With the average return flight from Heathrow to New York producing an estimated 1.54 tonnes of CO2 per person, according to carbon trading firm Climate Care, and the government recently committing to reducing corporate carbon levels by 12.5 percent from last year’s level by 2012, pressure is mounting on UK companies to reduce the amount of greenhouse gases produced by business travel.
As a result firms are increasingly turning to web conferencing technology to replace face-to-face meetings and car and air travel, which is also generating significant cost and time savings.
One company that has embraced the technology is Lex Vehicle Leasing, which runs video conferences using technology from collaborative software specialist Polycom. It calculated that last year its video conferencing saved 377,745 road miles and 11,804 gallons of petrol, which meant 115 tonnes of CO2 was not pumped into the atmosphere.
The other benefits were that staff spent an extra 7,538 hours at their desks,
which they would otherwise have spent on the road, and overall the firm saved
£185,118.
“As a vehicle leasing company we have a responsibility to show that where it is
possible to reduce our environmental impact we do so,” said Helen Counsell,
quality environment manager at Lex Vehicle Leasing. “We made a conscious
decision to work to limit business journeys and we are seeing bottom line
benefits as a result.”
Though the company originally planned web conferences for internal meetings only it has extended their use. “We now use it with partners in India and are rolling it out to talk to customers,” said Counsell. “We’re getting a good reaction, with a lot of customers surprised by how much the technology has moved on since they first looked at it five years ago.”
Similarly, Purple Insight, a startup vendor of data mining software, has found that its customers too are increasingly inclined to accept web conferences as a replacement for physical meetings. The firm uses WebEx web conferences throughout the early stages of the sales cycle, and staff only travel to meet customers as negotiations progress, said Rob Jenkins of Purple Insight.

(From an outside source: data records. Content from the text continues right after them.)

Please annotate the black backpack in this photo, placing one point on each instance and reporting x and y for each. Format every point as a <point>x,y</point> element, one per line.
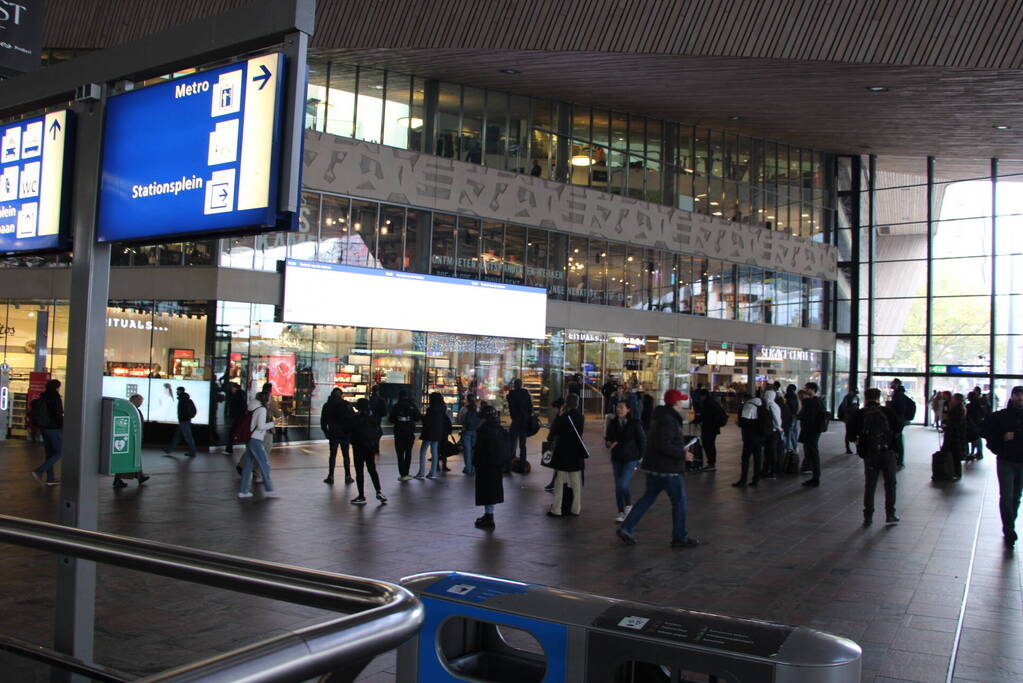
<point>875,434</point>
<point>41,413</point>
<point>765,424</point>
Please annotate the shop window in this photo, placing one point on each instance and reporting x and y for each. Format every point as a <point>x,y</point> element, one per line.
<point>390,244</point>
<point>334,229</point>
<point>515,254</point>
<point>493,251</point>
<point>398,124</point>
<point>536,258</point>
<point>470,235</point>
<point>443,245</point>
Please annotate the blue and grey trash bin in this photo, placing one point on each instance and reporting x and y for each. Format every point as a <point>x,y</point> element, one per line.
<point>486,629</point>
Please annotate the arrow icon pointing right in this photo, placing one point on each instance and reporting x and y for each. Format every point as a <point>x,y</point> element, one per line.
<point>263,77</point>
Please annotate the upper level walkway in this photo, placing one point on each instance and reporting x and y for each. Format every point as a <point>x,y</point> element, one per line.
<point>780,552</point>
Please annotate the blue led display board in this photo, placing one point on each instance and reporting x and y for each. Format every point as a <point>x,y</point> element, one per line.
<point>35,184</point>
<point>194,155</point>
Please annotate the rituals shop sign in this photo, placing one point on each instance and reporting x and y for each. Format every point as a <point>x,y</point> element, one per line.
<point>20,35</point>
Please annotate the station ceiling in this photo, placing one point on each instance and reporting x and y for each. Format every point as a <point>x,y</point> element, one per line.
<point>796,71</point>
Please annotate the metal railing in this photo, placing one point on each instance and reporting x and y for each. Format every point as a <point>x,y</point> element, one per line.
<point>381,616</point>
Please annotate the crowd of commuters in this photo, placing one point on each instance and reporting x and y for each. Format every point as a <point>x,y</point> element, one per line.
<point>657,440</point>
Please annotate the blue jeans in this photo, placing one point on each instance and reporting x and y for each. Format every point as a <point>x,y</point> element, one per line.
<point>53,449</point>
<point>676,492</point>
<point>256,452</point>
<point>468,444</point>
<point>1010,490</point>
<point>183,430</point>
<point>623,474</point>
<point>518,436</point>
<point>434,446</point>
<point>792,437</point>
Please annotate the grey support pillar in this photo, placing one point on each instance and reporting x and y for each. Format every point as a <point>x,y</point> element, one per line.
<point>80,466</point>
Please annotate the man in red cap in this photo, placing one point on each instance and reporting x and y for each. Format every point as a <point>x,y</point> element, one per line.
<point>664,462</point>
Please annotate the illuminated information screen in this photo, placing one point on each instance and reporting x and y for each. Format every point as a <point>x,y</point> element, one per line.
<point>324,293</point>
<point>33,184</point>
<point>193,155</point>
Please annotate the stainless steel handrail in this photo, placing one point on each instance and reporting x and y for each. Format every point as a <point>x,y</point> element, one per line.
<point>385,615</point>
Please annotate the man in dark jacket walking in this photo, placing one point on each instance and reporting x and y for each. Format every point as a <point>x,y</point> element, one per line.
<point>404,415</point>
<point>664,461</point>
<point>1004,431</point>
<point>47,415</point>
<point>904,409</point>
<point>186,411</point>
<point>337,417</point>
<point>236,408</point>
<point>812,421</point>
<point>520,409</point>
<point>871,428</point>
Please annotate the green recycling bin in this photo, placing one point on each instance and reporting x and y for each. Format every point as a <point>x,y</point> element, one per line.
<point>121,452</point>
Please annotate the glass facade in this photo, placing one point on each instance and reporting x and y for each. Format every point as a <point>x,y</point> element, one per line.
<point>575,268</point>
<point>931,263</point>
<point>716,173</point>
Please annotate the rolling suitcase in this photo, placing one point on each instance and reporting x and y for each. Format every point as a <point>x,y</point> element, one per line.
<point>942,468</point>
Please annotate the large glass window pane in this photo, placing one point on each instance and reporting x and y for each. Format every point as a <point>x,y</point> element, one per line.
<point>557,265</point>
<point>518,142</point>
<point>597,271</point>
<point>334,229</point>
<point>369,108</point>
<point>470,235</point>
<point>341,100</point>
<point>361,246</point>
<point>316,95</point>
<point>448,112</point>
<point>961,315</point>
<point>493,251</point>
<point>515,254</point>
<point>442,245</point>
<point>390,246</point>
<point>416,257</point>
<point>473,105</point>
<point>495,137</point>
<point>577,269</point>
<point>615,276</point>
<point>536,258</point>
<point>397,111</point>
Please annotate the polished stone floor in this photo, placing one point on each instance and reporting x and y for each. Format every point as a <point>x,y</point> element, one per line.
<point>935,592</point>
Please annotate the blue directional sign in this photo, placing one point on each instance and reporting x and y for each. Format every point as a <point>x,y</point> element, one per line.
<point>34,184</point>
<point>195,155</point>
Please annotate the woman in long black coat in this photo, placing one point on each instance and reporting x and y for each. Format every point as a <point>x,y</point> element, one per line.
<point>570,455</point>
<point>491,453</point>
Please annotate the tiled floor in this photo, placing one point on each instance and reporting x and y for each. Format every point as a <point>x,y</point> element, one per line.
<point>780,552</point>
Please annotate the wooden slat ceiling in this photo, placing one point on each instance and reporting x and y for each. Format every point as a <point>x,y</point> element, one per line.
<point>792,70</point>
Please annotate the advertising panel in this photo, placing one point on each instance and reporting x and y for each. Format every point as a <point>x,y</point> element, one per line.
<point>34,184</point>
<point>160,402</point>
<point>376,298</point>
<point>194,155</point>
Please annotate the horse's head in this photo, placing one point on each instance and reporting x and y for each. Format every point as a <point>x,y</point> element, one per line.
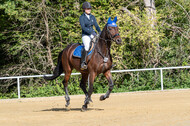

People are increasingly coming round to this way of doing business, according to Jenkins, and not least because of the environmental savings. “Customers certainly wouldn’t be very impressed if I said, ‘Can we do a web conference as it saves me money?’” he admitted. “But as they now accept that this is also helping to reduce carbon emissions they are much more open to the idea.”
But though the environmental factor is giving web conferences a good name, it is the more traditional business benefits that are driving adoption, according to Ray McGroarty, director for Solutions and Product Management at Polycom. “It is the bottom line gains that drive the initial decision,” McGroarty said. “A lot of firms have realised they can save a lot of money by no longer having executives taking a two-day trip to the US for a half-day meeting when they can do it through a video conference instead.”
It is this financial argument that IT directors should use to encourage business managers to back web conferencing, according to Counsell. “The green benefits are great in terms of limiting pollution, but you have to demonstrate the bottom line gains,” she said.